Extract from Michael Mitchell's translation

Georges Rodenbach's Bruges-la-Morte

Every evening Hugues retraced the same route, following the line of the quais. His gait was uncertain, slightly hunched already, even though he was only forty. But widowhood had brought an early autumn. His hair was receding, with a copious scattering of grey ash. His faded eyes were fixed on a distant point, a very distant point, beyond life itself.

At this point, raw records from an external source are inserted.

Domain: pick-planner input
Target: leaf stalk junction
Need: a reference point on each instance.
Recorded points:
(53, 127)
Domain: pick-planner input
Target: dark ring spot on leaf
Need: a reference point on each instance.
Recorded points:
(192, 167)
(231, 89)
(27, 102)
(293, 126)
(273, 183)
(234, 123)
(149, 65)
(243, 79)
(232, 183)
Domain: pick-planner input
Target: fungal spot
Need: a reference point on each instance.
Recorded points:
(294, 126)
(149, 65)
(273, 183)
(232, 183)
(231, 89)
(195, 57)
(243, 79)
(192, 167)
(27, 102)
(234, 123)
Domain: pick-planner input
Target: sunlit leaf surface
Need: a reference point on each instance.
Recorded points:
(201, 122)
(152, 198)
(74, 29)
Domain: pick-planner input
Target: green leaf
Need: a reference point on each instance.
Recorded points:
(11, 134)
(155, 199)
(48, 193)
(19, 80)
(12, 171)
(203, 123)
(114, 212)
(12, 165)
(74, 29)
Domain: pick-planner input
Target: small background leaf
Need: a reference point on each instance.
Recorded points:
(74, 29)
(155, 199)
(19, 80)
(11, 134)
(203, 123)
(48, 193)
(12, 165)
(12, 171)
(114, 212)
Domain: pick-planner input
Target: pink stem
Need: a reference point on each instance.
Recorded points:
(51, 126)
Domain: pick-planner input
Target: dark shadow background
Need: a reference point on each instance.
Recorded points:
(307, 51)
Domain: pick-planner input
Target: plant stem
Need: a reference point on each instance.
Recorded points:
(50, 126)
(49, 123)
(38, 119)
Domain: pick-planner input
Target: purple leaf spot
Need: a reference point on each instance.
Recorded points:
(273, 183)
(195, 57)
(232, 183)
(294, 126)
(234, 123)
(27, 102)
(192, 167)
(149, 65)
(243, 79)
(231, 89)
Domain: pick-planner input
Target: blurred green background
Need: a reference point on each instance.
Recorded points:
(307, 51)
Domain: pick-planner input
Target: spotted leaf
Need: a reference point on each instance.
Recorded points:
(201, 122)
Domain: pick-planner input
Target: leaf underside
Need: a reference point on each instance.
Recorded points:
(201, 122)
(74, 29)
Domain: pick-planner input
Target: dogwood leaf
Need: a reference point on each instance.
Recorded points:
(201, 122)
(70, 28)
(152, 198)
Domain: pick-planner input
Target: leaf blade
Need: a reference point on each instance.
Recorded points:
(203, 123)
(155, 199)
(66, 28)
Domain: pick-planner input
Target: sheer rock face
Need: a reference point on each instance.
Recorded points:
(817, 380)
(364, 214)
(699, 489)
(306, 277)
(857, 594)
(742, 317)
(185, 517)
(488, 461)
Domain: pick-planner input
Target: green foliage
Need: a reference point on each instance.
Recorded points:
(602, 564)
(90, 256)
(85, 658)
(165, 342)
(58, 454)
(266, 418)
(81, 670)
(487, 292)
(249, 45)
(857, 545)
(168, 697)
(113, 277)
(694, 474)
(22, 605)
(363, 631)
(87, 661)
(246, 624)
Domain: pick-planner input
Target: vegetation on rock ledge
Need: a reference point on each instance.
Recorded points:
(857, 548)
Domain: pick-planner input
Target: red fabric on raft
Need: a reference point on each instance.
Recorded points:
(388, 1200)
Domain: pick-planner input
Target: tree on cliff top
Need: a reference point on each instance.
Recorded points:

And how melancholy Bruges was, too, during those late afternoons! That was how he liked the town! It was for its melancholy that he had chosen it and had gone to live there after the great catastrophe. In those happy times when he was travelling round with his wife, living as his fancy took him, a somewhat cosmopolitan life, in Paris, abroad, by the sea, he had passed through the town with her, but its profound melancholy had not had the power to affect their joy. Later on however, once he was alone, he had remembered Bruges and had immediately and instinctively known he must settle there. A mysterious equation gradually established itself. He needed a dead town to correspond to his dead wife. His deep mourning demanded such a setting. Life would only be bearable for him there. It was instinct that had brought him here. He would leave the world elsewhere to its bustle and buzz, to its glittering balls, its welter of voices. He needed infinite silence and an existence that was so monotonous it almost failed to give him the sense of being alive.